Science Book a Day Interviews Mark Winston


Special thanks to Mark Winston for answering 5 questions about his recently featured book – Bee Time: Lessons From the Hive

Mark L. Winston is that rare individual, a scientist who can speak eloquently to the public.  Recognized as one of the world’s leading expert on bees and pollination, Mark has had an illustrious career researching, teaching, writing and commenting on bees and agriculture, environmental issues and science policy.  – From Mark’s Homepage

Mark’s Homepage:

#1 – What was the impetus for Bee Time?

I started out to write a book about experiential education, a teaching/learning book that incorporated my interests in dialogue, experiential learning and community engagement. The title was Dialogue in Bee Time: Experiencing your Education. I wrote close to 30,000 words before realizing it wasn’t working and putting it aside for a year or two, when I realized the book I wanted to write was not about dialogue using the occasional bee metaphor, but actually about bees. I’ve spent a lifetime learning from bees, and wanted to share those lessons with readers.

#2 – You’ve worked with bees for 30 years. What is it about bees that has led you to devote so much time to them?

Bees were a natural fit for my personality, or perhaps it’s more accurate to say my personality grew into the person I was meant to be from being exposed to bees. Bees are highly collaborative, putting society first, which appeals to my sense of collegiality and common purpose. In addition, bees are present in the world around them, and listen to each other, qualities I try to emulate in my relationships with other people and with the nature around us.

#3 – You talk about how many of the problems bees have are due to humans. Are people you speak to surprised by this?

I think it’s the kind of surprise that comes when we articulate something we knew intuitively all along. We know we are doing damage to the natural world around us, but our actions don’t always reflect that intuitive understanding.
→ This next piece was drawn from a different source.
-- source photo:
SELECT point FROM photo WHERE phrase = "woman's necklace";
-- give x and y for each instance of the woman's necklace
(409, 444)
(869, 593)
#4 – Is your book a clarion call? Are you optimistic about the future of bees?

I am optimistic, but my optimism is tempered by the realization that it will take considerable action on our part to preserve those important pollinators. We must be proactive, and soon, at reducing pesticide use and improving the habitats necessary for bees to thrive, or our future won’t be very positive, either. But we humans have that unusual trait of creating problems and then solving them, and I’m hopeful we will solve the problems we’ve created for bees, and in the process improve our own place in the world.

#5 – Are you working on any new books/projects you can tell us about?

Just a dim whisper of a book at the moment. I recently had a room named after me at my university, the Mark L. Winston Collaboration Room, and a friend suggested that would be an excellent title for a new book, The Collaboration Room. I’d love to write a book about collaboration in all its forms and twists and turns, so perhaps that will move from a vague idea onto the printed page someday. At the moment I’m sill immersed mentally in Bee Time, and it will be awhile before a new book becomes a more solid undertaking.